(((Beatzen))),
I am sorry you are struggling so much right now, you have come to a good place here, as you can see others can relate. While our personal stories may be a little different, the end result is that someone took advantage when we were not in a position to understand it, see it coming, defend ourselves, or avoid whatever happened from taking place.
When someone develops PTSD they become very "sensitive" and all the normal emotions and fears and things that the average person experiences but has the ability to control their reactions, is something someone with PTSD really struggles with. The problem with PTSD is that our responses are "magnified" and because of that most people who struggle tend to feel everything so much that it actually can become painful and exhausting to them, both mentally and physically. This is the main reason why people who suffer begin to isolate, avoid and disassociate.
When someone struggles with PTSD they feel very vulnerable and alone and they do tend to self blame because they struggle to control. No matter how much they try to explain how much they struggle, it seems that no words can accurately describe it in a way where the average person who is not challenged with it can really understand and become more supportive the way the sufferer needs them to be.
The truth is, you are not alone, there actually "are" others who can relate, who have been slowly working through it, have slowly been learning how to understand it better as well as develop ways that help them control it better too.
What you are describing in your post here? I believe you, I also believe how you are struggling and how you feel tired and overwhelmed too. I believe that someone hurt you and that you have flashbacks that only show you parts of it, that it is confusing you and that your conscious mind is trying to figure out what happened so you can figure out how to process it all and move on. However, when we experience a trauma, we tend to store parts of the trauma in areas of our brain that doesn't have "language" and it is also not unusual for the brain to defend itself by disassociating when a person is involved in a trauma. However, at the same time, when something threatens us, we are designed to
remember it, and think about all the things that were signals that something dangerous was going to happen. The reason we are designed that way is to learn about what things in our environment can be a danger so we can learn to "prevent" ourselves from that danger in the future. It is really how we are designed to survive and thrive, and we are not alone with this, most, if not all mammals are designed this way. However, with human beings, we are much more complex, so we tend to "ruminate" much more than other mammals.
When you have these episodes, you need to understand that even though things come forward and you feel that these memories are happening "now", they are not, and you need to learn how to find ways to keep you in the now where you are not in danger and that these episodes are not happening in the "now". You also need to learn that when
these episodes take place, they do not last. A way to look at it is to think of a wave, it comes in and can be strong, it crests, hits the shore, and then recedes, that is what takes place and after that takes place you can be in the present and realize you have another part of the story of what took place and it gives you a chance to finally talk about it and
process it. As you do this, these waves get weaker and weaker and eventually these flashbacks will become more of a memory with a much smaller impact.
You are not alone, there are many people who are challenged this way and have been slowly learning how to find their way past these episodes and slowly gain more control over themselves and can slowly function much better. This process does take time and lots of patience and self care as well as learning how not to feed into whatever challenging emotions and questionable thoughts come forward, and more significantly, learning to stop "self blaming" when you experience these episodes or triggers where you can react and lose control sometimes. You will slowly realize that when this happens you can gain relief by talking about it, getting validated and finally grieving whatever has taken place so you can finally "heal" and move forward in your life. Each person is different depending on the trauma or different traumas, but "healing" can take place. The key to gaining is allowing yourself to develop a support system, via a therapist as well as being around others who "do" understand the challenge and can be validating the way you need it, and sympathetic, caring and supportive to you. It "is" important that you take steps to get help and support, and the fact that you have come here is a good step, but you also need to find a qualified therapist that you can build trust with
so you can feel safe to talk through whatever you need to talk through so you can heal.

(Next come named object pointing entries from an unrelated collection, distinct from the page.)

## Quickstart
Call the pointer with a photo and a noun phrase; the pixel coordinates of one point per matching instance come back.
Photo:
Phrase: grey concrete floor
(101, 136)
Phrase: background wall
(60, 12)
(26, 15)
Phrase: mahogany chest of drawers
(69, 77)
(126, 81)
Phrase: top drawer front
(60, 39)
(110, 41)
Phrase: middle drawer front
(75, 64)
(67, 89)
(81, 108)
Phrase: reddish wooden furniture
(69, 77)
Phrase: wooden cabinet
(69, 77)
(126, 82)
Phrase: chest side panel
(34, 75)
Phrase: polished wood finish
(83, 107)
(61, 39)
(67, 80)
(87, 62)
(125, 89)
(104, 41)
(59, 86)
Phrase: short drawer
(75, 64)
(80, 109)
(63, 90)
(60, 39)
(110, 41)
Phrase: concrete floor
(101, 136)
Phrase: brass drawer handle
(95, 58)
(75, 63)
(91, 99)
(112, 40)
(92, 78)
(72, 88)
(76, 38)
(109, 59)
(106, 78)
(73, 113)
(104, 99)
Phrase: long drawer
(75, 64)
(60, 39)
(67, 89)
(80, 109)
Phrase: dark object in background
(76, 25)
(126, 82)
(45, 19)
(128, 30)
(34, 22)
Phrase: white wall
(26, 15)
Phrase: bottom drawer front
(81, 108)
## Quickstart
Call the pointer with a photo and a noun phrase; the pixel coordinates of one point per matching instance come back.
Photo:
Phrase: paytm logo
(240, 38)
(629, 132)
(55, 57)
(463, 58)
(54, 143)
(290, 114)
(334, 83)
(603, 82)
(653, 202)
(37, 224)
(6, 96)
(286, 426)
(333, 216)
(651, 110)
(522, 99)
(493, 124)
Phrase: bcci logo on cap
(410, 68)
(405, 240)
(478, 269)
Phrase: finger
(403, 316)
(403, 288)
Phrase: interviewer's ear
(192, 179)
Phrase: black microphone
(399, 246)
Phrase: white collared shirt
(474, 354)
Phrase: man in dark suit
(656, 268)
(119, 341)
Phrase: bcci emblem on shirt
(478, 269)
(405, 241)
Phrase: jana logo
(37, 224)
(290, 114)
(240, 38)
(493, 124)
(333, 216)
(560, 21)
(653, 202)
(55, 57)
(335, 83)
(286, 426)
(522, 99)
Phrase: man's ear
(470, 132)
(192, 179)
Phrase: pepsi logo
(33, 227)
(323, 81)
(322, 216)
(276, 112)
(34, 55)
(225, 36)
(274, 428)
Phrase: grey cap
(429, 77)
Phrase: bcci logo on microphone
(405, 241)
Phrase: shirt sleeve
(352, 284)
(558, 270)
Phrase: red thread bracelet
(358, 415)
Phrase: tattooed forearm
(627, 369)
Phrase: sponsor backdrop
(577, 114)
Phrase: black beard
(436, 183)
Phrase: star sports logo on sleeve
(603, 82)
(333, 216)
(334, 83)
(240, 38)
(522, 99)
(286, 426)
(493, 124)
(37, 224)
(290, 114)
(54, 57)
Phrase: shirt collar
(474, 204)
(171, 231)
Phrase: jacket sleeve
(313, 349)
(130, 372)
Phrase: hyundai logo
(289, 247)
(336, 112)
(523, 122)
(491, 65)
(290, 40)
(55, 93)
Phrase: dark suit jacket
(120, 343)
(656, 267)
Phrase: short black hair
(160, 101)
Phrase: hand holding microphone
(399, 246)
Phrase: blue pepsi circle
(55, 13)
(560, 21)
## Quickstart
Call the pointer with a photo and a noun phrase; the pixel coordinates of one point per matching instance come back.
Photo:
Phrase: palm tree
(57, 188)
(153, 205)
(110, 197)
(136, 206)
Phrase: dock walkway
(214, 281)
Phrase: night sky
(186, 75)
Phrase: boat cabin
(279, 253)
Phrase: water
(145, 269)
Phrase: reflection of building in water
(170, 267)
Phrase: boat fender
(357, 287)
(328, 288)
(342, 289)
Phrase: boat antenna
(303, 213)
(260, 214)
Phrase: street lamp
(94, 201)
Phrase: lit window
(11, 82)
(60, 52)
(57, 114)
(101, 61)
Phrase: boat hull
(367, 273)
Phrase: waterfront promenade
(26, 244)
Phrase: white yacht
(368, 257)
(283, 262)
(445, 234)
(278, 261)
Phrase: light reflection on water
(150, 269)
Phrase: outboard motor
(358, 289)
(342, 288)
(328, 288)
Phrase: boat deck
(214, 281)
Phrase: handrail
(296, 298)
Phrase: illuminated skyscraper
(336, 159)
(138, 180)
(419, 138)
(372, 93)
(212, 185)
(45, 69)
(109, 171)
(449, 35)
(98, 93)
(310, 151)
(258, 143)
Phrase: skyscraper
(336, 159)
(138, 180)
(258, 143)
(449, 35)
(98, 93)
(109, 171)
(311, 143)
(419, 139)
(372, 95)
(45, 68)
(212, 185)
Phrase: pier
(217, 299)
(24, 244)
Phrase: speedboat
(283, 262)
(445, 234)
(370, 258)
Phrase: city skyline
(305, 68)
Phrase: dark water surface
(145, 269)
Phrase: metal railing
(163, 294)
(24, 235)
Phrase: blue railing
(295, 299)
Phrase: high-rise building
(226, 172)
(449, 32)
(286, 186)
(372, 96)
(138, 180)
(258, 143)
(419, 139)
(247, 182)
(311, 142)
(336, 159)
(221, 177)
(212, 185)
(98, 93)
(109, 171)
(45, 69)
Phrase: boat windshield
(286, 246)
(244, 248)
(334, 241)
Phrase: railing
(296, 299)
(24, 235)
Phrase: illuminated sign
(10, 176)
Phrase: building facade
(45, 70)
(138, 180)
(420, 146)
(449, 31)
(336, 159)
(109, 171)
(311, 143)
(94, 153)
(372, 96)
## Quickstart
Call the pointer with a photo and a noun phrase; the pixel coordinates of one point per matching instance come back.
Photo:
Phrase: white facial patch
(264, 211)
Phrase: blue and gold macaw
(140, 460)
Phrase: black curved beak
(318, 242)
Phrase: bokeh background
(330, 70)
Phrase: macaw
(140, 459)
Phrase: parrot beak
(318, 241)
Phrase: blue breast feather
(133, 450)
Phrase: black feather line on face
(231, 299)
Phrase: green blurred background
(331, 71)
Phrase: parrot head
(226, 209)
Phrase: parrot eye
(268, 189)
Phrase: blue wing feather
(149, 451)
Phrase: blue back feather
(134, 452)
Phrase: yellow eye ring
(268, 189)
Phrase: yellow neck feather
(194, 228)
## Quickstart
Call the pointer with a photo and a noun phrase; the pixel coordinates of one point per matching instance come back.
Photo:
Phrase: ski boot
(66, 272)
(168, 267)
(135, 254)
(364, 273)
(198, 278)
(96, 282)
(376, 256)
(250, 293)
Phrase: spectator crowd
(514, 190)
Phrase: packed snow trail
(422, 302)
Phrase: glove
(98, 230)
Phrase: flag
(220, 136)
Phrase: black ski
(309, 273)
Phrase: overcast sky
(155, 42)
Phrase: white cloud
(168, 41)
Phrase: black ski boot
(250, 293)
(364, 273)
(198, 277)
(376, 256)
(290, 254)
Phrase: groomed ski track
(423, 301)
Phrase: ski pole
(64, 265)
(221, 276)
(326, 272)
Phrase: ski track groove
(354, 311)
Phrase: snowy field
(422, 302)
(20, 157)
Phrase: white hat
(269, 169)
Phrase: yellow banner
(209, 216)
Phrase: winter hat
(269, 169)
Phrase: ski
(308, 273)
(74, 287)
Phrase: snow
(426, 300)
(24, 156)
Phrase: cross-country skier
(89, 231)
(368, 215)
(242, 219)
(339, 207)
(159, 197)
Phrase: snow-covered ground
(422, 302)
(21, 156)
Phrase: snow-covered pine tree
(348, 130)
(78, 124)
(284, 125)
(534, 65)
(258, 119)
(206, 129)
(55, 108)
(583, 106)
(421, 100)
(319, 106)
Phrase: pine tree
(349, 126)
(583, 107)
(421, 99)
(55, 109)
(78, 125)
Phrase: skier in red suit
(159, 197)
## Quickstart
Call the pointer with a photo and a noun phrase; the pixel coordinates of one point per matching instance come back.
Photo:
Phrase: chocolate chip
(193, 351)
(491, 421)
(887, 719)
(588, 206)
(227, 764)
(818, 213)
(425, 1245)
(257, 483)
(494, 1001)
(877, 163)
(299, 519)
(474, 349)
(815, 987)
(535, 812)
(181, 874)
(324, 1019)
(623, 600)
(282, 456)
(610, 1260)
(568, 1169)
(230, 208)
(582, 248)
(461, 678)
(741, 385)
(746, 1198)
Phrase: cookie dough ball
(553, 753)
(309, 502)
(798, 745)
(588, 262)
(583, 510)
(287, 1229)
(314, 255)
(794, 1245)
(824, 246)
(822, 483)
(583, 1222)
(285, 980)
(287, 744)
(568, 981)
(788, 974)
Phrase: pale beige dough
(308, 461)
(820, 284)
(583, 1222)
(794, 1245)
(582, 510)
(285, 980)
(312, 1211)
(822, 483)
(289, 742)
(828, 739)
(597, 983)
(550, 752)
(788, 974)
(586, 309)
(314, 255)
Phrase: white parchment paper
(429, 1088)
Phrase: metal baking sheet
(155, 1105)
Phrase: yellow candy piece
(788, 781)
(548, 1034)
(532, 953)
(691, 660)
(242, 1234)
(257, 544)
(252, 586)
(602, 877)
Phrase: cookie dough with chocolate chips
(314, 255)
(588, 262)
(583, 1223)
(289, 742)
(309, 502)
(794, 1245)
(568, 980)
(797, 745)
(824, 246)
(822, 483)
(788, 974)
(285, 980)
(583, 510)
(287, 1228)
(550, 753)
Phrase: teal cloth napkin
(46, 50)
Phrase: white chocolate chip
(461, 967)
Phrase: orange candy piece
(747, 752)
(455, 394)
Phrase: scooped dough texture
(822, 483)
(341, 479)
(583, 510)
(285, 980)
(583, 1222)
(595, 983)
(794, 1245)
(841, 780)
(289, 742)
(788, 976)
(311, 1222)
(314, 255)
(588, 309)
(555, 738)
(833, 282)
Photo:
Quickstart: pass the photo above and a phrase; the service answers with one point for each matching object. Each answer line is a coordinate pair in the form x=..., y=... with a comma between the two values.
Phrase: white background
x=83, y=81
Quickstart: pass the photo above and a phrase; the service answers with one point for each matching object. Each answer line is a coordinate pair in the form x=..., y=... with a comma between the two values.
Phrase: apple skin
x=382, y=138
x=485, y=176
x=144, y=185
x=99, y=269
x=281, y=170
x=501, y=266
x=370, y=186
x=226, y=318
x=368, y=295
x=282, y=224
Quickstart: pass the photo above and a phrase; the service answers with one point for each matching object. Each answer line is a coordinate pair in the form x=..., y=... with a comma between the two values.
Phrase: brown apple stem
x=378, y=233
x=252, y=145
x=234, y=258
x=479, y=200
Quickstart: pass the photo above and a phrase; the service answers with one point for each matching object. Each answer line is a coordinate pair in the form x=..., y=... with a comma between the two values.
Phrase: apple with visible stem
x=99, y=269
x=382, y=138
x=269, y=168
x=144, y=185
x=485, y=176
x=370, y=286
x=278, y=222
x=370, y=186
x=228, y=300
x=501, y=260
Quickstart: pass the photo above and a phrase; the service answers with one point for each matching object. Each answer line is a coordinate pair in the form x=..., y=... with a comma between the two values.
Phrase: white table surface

As you can see, there are other members here that understand, and they also understand when you are grateful, but just too tired to find the words to express how grateful, that's ok. Finding the words that can express how you are challenged is not always easy, everyone who struggles can totally relate to that. It's ok, if you have a trigger, need to vent or talk and then rest because of how exhausting it is, we can all relate. The important message is "be patient, practice lots of self care, and do not self blame, but instead do lots of self care".